Le décès soudain du père de Jen Shyu a tout changé pour elle, y compris son approche de “Zero Grasses”, et sa propre attitude vis-à-vis de sa carrière, de ses ambitions, de ses choix de vie, “et de sa famille. "J'ai été soudainement confrontée aux questions de l'héritage, des futurs enfants, de la signification réelle des possessions, de ce que l'on fait de sa vie, toutes ces questions brûlant alors que l'on ressent un chagrin insondable", a-t-elle déclaré. Malgré sa portée et son ambition, il s'agit finalement de l'œuvre la plus profondément personnelle de la carrière de Jen Shyu.
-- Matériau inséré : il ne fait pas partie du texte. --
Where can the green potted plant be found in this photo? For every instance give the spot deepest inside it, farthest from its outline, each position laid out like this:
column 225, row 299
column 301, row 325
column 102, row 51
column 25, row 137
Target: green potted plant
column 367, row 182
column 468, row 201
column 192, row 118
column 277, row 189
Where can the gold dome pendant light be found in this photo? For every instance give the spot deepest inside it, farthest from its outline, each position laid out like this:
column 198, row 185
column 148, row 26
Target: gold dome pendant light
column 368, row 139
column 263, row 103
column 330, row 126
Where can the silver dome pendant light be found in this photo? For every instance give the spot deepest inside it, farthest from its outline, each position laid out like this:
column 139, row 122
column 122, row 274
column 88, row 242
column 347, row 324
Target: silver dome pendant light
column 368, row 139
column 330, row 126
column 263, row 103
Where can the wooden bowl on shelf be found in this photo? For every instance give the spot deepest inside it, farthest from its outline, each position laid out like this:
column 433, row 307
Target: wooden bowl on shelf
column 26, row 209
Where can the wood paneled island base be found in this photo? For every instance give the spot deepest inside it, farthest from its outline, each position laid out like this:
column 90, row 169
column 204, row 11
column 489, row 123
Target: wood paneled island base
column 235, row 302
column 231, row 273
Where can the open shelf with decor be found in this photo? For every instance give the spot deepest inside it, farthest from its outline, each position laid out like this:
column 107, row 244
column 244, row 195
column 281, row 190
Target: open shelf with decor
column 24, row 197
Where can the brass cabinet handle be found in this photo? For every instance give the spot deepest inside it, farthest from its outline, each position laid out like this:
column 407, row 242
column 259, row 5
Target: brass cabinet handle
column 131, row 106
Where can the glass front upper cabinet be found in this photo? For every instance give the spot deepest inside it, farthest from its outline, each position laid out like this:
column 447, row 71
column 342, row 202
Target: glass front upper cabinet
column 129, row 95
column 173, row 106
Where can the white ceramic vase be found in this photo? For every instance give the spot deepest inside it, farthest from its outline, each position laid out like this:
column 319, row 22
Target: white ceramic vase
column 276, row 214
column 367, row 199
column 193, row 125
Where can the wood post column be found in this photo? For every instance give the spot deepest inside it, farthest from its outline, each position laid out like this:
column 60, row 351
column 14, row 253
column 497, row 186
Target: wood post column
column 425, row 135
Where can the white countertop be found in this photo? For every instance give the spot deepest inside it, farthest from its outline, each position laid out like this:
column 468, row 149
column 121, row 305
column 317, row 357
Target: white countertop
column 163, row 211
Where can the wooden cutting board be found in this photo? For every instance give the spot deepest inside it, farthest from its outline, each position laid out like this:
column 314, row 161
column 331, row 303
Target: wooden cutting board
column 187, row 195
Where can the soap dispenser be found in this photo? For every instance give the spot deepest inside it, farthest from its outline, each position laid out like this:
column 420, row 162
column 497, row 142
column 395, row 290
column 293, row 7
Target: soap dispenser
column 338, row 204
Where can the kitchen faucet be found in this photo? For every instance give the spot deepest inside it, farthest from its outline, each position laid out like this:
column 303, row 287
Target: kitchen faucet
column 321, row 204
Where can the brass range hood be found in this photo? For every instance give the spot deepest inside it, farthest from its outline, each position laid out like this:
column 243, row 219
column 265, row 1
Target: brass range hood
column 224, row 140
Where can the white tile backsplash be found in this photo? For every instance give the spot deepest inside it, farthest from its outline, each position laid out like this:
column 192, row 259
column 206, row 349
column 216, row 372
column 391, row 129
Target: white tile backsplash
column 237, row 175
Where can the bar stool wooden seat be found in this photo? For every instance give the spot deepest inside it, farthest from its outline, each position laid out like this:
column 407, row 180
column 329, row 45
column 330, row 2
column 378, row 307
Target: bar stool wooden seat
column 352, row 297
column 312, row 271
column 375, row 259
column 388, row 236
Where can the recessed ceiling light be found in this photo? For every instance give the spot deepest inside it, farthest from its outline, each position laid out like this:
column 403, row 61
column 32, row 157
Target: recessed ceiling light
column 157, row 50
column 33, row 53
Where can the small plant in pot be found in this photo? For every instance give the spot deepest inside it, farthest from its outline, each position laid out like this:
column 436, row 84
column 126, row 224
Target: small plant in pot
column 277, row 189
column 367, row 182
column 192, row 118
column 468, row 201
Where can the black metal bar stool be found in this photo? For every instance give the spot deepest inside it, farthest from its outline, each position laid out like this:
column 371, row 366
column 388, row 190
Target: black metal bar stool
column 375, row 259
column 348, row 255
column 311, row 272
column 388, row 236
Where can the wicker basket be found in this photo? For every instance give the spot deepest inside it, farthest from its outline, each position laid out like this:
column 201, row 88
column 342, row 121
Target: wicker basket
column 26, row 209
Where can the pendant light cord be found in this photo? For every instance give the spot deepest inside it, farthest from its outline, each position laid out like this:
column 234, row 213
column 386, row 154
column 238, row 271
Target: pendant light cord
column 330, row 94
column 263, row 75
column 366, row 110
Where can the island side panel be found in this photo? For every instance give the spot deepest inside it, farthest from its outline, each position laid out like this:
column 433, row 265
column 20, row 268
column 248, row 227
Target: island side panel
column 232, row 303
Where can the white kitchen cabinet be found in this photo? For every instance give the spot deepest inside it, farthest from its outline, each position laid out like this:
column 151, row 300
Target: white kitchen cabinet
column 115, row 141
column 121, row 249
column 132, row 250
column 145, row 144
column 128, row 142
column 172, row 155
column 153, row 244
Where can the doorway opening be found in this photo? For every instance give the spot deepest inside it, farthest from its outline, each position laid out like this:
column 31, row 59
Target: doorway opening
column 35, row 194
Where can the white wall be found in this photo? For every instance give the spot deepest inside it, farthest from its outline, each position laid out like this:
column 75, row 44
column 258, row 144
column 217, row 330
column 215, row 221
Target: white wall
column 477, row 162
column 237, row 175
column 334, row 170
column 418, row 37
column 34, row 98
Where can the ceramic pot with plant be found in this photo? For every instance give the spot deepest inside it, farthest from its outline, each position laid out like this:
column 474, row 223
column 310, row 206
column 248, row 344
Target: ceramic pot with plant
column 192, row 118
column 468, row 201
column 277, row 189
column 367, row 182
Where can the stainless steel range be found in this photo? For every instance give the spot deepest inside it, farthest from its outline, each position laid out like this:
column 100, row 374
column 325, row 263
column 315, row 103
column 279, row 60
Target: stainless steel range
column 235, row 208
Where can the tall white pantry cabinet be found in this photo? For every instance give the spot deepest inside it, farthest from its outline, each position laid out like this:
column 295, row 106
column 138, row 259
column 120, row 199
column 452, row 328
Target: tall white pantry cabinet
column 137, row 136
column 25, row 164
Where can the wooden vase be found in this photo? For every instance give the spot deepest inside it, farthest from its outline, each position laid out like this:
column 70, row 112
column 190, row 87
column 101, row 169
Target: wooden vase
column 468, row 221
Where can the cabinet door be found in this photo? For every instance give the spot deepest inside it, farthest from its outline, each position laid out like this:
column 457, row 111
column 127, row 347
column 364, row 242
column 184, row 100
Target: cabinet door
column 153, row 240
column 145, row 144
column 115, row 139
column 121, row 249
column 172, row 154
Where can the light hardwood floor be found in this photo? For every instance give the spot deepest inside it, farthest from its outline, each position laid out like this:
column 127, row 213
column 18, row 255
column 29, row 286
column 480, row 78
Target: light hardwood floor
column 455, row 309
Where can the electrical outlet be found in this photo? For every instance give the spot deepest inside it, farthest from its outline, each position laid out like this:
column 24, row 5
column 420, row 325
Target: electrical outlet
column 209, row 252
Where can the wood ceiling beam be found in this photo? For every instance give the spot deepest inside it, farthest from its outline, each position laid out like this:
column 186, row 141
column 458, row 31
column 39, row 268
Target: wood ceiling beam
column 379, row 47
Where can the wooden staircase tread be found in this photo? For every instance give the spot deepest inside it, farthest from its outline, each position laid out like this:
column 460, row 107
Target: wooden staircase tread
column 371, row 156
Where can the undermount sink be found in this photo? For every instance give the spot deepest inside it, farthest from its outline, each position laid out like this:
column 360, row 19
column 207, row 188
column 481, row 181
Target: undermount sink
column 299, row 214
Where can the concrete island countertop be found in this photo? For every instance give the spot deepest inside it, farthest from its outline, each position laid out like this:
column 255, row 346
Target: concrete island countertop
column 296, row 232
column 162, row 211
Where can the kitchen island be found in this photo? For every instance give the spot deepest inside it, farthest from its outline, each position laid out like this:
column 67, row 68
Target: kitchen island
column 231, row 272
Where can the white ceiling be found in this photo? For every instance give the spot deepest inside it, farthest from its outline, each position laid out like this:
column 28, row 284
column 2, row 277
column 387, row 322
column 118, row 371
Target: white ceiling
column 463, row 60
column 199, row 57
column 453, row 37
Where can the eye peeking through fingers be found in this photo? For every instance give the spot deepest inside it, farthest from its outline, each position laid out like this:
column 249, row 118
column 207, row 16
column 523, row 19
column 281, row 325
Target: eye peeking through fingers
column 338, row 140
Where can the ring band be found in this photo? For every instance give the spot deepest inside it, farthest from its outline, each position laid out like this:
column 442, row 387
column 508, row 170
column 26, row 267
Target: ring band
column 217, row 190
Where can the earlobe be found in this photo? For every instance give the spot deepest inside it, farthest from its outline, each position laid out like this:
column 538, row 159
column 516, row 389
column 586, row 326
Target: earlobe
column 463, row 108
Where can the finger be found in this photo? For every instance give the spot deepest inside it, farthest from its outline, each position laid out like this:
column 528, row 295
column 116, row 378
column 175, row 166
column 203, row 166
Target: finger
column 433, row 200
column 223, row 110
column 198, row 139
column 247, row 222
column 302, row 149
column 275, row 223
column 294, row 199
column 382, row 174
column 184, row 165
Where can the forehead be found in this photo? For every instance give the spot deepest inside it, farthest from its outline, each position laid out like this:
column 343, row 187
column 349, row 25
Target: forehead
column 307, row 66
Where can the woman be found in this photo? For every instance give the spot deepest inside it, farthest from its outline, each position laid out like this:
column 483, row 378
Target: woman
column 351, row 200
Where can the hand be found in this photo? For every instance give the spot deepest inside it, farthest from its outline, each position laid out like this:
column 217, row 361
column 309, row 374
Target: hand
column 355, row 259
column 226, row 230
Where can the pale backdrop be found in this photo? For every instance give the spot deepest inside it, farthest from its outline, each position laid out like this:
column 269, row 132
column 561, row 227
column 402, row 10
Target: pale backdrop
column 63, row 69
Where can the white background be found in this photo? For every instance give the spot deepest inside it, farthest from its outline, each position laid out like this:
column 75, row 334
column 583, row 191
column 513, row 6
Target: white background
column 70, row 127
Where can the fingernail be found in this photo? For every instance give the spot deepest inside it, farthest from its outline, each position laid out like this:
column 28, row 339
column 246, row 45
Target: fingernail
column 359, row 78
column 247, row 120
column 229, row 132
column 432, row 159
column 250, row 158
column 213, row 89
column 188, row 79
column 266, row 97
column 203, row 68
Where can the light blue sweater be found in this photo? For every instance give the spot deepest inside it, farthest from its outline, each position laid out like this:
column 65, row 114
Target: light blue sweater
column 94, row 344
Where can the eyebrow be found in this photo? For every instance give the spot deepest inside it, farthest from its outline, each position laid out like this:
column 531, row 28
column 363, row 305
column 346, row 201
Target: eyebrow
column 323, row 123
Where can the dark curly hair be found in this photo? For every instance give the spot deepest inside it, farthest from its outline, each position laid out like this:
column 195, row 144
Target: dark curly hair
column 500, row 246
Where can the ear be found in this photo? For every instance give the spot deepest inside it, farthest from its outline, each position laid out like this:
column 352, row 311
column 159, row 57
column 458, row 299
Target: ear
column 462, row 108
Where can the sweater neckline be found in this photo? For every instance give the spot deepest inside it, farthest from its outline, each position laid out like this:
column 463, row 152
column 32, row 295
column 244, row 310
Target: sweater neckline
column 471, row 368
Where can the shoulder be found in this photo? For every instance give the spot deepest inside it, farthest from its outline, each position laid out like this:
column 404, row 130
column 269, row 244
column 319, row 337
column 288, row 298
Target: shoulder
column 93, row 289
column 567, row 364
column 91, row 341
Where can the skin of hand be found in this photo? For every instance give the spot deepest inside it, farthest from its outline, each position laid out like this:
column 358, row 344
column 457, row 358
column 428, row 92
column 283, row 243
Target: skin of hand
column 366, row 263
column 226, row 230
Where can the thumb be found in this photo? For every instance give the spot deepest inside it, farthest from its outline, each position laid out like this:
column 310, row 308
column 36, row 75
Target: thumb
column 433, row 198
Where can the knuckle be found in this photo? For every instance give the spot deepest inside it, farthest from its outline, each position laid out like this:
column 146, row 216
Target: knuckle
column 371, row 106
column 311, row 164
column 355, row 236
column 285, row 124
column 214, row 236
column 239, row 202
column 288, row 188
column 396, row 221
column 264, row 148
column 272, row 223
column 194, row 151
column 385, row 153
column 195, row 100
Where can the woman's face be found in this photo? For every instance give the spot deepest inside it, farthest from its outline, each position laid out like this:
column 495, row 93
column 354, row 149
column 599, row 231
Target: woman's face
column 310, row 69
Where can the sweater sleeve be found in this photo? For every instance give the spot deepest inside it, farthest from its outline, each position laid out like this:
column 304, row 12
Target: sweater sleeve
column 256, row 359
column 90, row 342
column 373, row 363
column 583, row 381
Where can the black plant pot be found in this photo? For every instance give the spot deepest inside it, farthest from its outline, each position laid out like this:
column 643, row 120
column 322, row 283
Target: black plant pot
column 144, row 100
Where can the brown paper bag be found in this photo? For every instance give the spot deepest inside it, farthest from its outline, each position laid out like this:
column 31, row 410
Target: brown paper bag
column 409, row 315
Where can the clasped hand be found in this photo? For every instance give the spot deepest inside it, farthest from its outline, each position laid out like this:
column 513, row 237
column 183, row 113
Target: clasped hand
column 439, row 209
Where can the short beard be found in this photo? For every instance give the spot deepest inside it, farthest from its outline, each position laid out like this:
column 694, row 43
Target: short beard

"Avec Zero Grasses”, je me lance un nouveau défi, en partant de zéro", a déclaré Jen Shyu. "L'œuvre est encore en cours de construction parce qu'elle est profondément personnelle et actuelle par rapport à ce qui se passe dans ma vie ; je suis maintenant assise à côté de la mort, d'une certaine manière, depuis le décès de mon père ; je vis la fin et le début de relations avec des questions urgentes qui me concernent de près, mais qui sont aussi indéniablement mondiales. Créer cette pièce en particulier a été comme déterrer des objets, des souvenirs et des expériences de mes impulsions d'enfance, et voir comment ils ont façonné ce moment de vie, de respiration. C'est presque comme résoudre un mystère, puiser dans les rêves et les visions et dans les choix puissants que nous faisons." Un hommage palpable à son père, qui l'a encouragée à suivre son cœur et l'a incitée à "vivre la vie telle que je l'envisage".
(extrait du communiqué de presse en anglais - traduciton E. Lacaze / A. Dutilh)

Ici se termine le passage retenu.